Le niveau des investissements dans les énergies renouvelables reste insuffisant pour limiter la hausse des températures à 2° Celsius, a averti l'Agence internationale pour les énergies renouvelables (Irena) qui a tenu ce week-end son assemblée annuelle à son siège d'Abou Dhabi.

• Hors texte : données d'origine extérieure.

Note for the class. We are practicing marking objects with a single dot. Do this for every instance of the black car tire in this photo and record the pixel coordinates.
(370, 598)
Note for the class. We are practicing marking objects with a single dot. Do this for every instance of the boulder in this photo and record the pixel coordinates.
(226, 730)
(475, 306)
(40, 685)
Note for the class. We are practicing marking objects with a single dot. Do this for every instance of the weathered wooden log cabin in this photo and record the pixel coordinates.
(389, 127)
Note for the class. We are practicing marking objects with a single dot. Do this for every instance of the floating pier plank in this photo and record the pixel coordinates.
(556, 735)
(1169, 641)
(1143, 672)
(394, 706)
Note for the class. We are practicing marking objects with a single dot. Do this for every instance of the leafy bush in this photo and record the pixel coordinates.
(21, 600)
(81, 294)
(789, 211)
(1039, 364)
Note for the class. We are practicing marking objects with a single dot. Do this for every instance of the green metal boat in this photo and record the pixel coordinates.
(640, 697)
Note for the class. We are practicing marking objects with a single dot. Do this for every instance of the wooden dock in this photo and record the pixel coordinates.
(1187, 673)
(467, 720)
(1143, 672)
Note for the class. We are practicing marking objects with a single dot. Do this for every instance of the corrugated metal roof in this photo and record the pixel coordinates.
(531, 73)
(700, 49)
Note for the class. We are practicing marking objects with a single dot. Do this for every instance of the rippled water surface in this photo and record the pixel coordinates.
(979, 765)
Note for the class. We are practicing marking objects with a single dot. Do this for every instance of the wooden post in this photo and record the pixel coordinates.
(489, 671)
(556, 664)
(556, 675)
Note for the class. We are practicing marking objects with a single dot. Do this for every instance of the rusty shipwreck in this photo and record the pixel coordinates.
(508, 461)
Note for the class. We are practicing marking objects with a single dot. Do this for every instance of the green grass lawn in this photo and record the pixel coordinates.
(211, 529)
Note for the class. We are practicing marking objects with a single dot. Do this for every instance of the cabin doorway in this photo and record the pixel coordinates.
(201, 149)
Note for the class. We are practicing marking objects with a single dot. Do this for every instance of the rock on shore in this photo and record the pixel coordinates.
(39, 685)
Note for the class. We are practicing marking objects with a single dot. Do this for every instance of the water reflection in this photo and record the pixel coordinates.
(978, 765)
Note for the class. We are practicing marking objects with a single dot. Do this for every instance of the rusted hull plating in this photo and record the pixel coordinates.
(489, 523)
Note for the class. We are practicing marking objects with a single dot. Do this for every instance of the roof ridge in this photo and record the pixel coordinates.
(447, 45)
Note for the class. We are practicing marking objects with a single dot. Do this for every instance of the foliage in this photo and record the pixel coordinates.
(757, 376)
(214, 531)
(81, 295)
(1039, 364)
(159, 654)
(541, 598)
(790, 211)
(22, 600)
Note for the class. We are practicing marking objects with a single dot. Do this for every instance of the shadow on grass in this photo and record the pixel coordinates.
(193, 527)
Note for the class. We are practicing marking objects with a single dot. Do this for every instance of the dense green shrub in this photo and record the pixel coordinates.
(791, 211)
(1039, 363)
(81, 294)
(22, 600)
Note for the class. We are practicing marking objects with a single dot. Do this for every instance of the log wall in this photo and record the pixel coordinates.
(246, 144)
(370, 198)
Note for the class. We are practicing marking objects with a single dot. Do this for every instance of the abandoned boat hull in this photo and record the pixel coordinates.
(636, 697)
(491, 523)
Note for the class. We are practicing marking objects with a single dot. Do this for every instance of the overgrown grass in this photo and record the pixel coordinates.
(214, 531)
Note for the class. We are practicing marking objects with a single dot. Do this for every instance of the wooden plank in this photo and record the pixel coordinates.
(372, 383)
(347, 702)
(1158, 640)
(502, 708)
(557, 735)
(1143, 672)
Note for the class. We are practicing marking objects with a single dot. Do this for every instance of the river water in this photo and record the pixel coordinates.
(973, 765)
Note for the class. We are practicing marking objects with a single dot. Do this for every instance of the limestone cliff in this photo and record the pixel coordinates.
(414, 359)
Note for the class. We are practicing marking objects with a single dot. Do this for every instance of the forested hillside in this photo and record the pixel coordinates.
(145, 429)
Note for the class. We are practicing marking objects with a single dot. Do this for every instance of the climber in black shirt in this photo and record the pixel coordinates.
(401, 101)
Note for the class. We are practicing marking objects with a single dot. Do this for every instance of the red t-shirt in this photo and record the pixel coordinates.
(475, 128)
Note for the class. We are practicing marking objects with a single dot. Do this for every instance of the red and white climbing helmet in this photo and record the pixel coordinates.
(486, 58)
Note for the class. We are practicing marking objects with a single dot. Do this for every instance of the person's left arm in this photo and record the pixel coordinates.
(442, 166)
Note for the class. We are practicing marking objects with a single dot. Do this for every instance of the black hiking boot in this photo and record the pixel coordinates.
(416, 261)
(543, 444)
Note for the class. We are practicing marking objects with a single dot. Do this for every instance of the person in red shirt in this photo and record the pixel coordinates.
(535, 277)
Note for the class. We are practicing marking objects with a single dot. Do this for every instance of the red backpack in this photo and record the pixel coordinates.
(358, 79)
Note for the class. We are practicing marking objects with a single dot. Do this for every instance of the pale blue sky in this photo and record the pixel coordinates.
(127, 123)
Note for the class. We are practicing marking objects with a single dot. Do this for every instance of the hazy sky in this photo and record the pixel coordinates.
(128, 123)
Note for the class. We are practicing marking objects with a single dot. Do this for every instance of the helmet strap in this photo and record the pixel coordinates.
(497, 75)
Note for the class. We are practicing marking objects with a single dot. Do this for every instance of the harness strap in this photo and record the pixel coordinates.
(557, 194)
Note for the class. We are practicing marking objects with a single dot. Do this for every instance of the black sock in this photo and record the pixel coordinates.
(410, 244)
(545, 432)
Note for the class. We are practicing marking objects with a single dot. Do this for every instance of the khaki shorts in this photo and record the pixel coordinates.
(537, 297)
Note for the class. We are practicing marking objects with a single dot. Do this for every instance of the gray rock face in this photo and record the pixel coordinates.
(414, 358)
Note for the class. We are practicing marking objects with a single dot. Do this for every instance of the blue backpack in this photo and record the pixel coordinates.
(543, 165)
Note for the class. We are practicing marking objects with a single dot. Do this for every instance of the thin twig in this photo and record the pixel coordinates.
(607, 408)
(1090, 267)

"Même si les investissements dans les énergies renouvelables ont beaucoup augmenté ces dix dernières années (...), leur niveau reste insuffisant pour atteindre les objectifs climatiques", a déploré dimanche le directeur général de l'Irena, Adnan Amin. "Nous continuons à nous acheminer vers des (augmentations de températures) de 2 à 3°C", a-t-il souligné.

18% d'énergies renouvelables dans le mix énergétique

La part des énergies renouvelables dans le mix énergétique s'élève aujourd'hui à 18%. Pour limiter la hausse des températures à 2°C, elle devrait doubler d'ici 2030, selon un rapport de l'Iran. Les énergies renouvelables et l'amélioration de l'efficacité énergétique permettent de réduire de moitié les émissions de CO2 et de respecter l'objectif de 2°C, note le rapport.

"Les investissements dans les énergies renouvelables doivent passer de quelque 305 milliards de dollars (286 milliards d'euros) en 2015 à environ 900 milliards de dollars (845 milliards d'euros) par an entre 2016 et 2030", a précisé M. Amin.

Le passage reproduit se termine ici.